Она вошла в комнату, и ее отец весело воскликнул: "А знаете, я вам даже завидую. Вы уже пережили столько приключений да еще в чужой стране! Будет о чем вспомнить, когда вернетесь в свою тихую Англию…

Я смотрел в тот момент на нее и увидел, как она едва заметно вздрогнула от этих слов. И я сказал ей: "Мы будем вспоминать вместе". Проглянула ее робкая улыбка, и мне захотелось погладить выцветшие от пережитого ужаса губы. Как бы не заметив моих слов, Виталий Николаевич продолжил: "А то я за всю жизнь только в Болгарию и выбрался. Кроме песка, ничего не помню… Что хорошего в этом песке?"

Она сказала, что мне надо отдохнуть, и когда он ушел, с такой же надеждой улыбнувшись мне напоследок, присела рядом и легкими, едва ощутимыми касаниями стала поглаживать все мое тело.

"Можно, я разденусь?" — попросил я.

"А ты не наделаешь глупостей? — насторожилась она. — Сейчас этого нельзя. Ты должен отлежаться".

Я поклялся, что даже не притронусь к ней. Но я всегда был отчаянным лгуном. Стоило ее пальцам опуститься к моему животу, как желание прорвалось наружу, и я притянул ее, даже не замечая, что снова умоляюще шепчу: "Пожалуйста!" Она говорит, что я произношу это русское слово как-то особенно. Так, что оно принимает эротическую окраску.

Однако на этот раз волшебное слово не подействовало. Ведь по ее убеждению я был болен, и сейчас был тот редкий случай, когда любовь способна причинить вред. Она заартачилась так, словно я был насильником, напавшим на девственницу: "Нет, нет! Нельзя, Пол!" Но меня было уже не остановить. Я сам себя пугался, когда овладевал ею. Кажется, я убил бы всякого, кто попытался мне помешать в этот миг. Наверное, это и называется "бес в ребро".

Боль меня только распаляла. Я так рвался к наслаждению, будто оно могло разом заглушить все остальные ощущения, но когда достиг его и успокоился, все мое тело чуть не развалилось на куски. Она причитала надо мной: "Ну вот, я же говорила! Не надо было мне вообще к тебе приближаться". Я сказал ей: "Тогда я бы умер".

У нее вдруг навернулись слезы: "Перестань все время твердить о смерти! Ты уже и меня заставил о ней думать".

Я попытался успокоить: "Ты еще девочка, тебе нечего бояться".

На что она ответила: "Ты заставил меня думать о твоей смерти…"

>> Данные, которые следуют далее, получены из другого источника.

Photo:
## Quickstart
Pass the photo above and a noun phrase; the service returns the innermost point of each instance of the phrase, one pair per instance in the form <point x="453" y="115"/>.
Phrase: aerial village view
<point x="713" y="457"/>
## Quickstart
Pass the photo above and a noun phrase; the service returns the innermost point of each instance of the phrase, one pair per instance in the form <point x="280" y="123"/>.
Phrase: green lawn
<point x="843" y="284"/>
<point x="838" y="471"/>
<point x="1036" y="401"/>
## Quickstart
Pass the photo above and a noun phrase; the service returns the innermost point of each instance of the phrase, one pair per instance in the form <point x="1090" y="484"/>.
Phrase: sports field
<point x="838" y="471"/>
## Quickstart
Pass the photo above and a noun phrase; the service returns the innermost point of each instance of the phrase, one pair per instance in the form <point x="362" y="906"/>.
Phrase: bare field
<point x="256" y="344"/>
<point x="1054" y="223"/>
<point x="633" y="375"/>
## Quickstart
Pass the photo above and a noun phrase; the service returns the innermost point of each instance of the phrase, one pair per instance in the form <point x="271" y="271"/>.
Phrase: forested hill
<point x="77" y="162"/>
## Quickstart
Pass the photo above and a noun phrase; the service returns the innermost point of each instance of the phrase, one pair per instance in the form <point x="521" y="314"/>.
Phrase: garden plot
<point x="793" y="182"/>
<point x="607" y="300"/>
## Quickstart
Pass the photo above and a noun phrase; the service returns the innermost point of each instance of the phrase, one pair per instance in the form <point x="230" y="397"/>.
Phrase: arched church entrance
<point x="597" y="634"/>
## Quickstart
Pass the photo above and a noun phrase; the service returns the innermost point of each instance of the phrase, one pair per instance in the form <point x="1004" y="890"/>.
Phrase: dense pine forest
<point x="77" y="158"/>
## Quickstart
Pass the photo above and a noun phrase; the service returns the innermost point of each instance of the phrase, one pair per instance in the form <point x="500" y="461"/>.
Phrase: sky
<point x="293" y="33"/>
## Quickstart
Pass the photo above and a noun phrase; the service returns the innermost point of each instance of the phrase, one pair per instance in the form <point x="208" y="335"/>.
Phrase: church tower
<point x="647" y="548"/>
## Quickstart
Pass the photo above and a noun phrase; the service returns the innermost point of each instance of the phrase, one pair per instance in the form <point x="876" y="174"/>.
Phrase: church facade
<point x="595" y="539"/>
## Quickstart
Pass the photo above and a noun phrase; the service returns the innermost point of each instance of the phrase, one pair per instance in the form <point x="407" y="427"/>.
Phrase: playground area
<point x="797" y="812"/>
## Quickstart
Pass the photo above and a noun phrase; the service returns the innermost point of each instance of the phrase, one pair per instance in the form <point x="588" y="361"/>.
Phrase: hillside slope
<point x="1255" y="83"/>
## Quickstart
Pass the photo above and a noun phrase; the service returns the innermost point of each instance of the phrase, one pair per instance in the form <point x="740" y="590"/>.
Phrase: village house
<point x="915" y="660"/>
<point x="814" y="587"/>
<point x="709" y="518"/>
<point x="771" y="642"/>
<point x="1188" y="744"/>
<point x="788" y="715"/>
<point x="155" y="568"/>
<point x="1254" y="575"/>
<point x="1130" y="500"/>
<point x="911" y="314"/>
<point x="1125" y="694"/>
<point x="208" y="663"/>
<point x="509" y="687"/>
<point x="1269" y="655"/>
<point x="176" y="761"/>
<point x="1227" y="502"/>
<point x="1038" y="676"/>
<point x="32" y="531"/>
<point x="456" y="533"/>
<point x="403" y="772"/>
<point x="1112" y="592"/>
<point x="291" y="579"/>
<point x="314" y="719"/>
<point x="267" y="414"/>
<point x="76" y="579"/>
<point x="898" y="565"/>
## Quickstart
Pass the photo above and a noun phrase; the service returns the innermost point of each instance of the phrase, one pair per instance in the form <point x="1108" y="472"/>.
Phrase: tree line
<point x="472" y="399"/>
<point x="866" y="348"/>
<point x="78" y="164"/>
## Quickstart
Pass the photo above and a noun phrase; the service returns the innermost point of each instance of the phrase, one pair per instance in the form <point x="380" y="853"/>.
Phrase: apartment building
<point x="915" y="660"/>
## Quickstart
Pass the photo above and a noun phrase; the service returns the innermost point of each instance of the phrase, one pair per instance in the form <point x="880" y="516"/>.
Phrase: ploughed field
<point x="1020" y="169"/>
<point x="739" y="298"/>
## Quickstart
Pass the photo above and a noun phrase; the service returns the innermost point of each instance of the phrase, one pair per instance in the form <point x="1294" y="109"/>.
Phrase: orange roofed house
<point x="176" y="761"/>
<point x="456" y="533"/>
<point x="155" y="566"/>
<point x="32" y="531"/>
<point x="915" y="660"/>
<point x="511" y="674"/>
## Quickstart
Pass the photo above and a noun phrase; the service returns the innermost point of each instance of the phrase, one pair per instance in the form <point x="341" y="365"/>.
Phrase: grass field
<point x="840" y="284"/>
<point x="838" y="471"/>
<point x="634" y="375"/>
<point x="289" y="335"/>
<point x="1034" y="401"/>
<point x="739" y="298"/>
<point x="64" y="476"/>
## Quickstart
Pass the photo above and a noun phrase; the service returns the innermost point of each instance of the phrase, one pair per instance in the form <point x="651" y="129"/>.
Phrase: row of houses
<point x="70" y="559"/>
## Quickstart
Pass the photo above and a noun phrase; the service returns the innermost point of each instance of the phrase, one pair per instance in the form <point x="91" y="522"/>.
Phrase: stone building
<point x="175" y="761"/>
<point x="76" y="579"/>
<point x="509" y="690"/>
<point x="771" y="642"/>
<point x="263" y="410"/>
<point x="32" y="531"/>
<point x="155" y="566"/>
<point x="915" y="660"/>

Я тоже думаю о ней постоянно. И уже не радуюсь тому, что смерть пощадила меня в те годы, когда я так упорно загонял ее себе в вену. Если б она забрала меня, я больше никого не заставил бы страдать.

Моя мама, умирая, все хватала меня за руку, и ее исступленный шепот обжигал мне слух: "Ты меня любишь? Любишь?" Не помню случая, чтобы она поцеловала меня с тех пор, как я вырос, и мне казалось, что ей никто не интересен, кроме Бога. (Писал ли что-нибудь Фрейд по этому поводу?) Я был так ошеломлен прорвавшимся в ней чувством, что только и смог ответить: "Да, мама". И ничего больше.

Зачем ей понадобилось так тщательно скрывать свою любовь ко мне — самую естественную и чистую, какую только можно представить? Наверное, я так никогда и не пойму этого, не могла же ревностная католичка сознательно пренебрегать призывом Господа возлюбить ближнего своего… А ближе меня у нее никого не было.

У постели матери я поклялся, что буду твердить своему ребенку о любви, даже когда он станет таким же седым, как я. Но мне не суждено выполнить эту клятву. Мне скоро пятьдесят… А детей у меня как не было, так и нет. И если Режиссер сделает свое дело, то их и не будет.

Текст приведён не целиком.